I'm writing a Boolean Tic Tac Toe method that checks for a winner through diagonals and crosses. I've got it working, but it seemed really inefficient and unnecessarily redundant; I can't think up of a way to simplify it. Can you guys see a way? Thanks!

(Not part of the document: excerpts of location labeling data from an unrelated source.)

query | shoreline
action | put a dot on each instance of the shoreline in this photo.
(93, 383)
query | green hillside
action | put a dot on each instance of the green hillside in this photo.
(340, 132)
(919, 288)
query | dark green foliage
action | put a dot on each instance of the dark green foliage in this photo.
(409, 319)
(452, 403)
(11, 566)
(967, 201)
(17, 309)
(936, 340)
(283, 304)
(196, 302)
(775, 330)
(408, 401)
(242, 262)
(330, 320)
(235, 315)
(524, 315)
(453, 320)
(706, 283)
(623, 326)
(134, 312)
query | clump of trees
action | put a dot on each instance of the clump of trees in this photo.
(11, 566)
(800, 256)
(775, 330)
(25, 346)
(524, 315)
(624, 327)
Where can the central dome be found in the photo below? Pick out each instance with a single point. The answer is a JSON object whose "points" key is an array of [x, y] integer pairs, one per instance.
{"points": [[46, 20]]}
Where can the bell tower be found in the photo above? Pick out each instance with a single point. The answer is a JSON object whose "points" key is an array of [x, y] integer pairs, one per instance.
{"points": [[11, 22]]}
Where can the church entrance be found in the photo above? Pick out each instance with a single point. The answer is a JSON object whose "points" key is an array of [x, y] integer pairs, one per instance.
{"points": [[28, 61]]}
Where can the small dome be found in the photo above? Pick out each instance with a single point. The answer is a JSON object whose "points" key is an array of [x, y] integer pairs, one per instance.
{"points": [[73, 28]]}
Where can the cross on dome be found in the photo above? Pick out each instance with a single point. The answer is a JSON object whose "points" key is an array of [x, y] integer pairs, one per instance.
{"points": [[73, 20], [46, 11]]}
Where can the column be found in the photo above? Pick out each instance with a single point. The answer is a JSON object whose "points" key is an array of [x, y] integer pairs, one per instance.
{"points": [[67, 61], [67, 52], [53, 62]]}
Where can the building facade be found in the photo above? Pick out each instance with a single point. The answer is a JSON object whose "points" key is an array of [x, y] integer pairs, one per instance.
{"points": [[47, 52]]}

public boolean winner(int player)
{
int count = 0;
for(int r=0;r<3;r++){ // top left to bottom right
if(board[r][r].getPlayer()==player){
count++;
}
}
if(count==3){
return true;
}else{
count = 0;
int c = 2;
for(int r=0;r<3;r++){ // top right to bottom left
if(board[r][c--].getPlayer()==player){
count++;
}
}
}
if(count==3){
return true;
}else{
count = 0;
for(int r=0;r<3;r++){ // top to bottom from col 0
if(board[r][0].getPlayer()==player){
count++;
}
}
}
if(count==3){
return true;
}else{
count = 0;
for(int r=0;r<3;r++){ // top to bottom from col 1
if(board[r][1].getPlayer()==player){
count++;
}
}
}
if(count==3){
return true;
}else{
count = 0;
for(int r=0;r<3;r++){ // top to bottom from col 2
if(board[r][2].getPlayer()==player){
count++;
}
}
}
if(count==3){
return true;
}else{
count = 0;
for(int c=0;c<3;c++){ // left to right from row 0
if(board[0][c].getPlayer()==player){
count++;
}
}
}
if(count==3){
return true;
}else{
count = 0;
for(int c=0;c<3;c++){ // left to right from row 1
if(board[1][c].getPlayer()==player){
count++;
}
}
}
if(count==3){
return true;
}else{
count = 0;
for(int c=0;c<3;c++){ // left to right from row 2
if(board[2][c].getPlayer()==player){
count++;
}
}
}
if(count==3){
return true;
}
return false;
}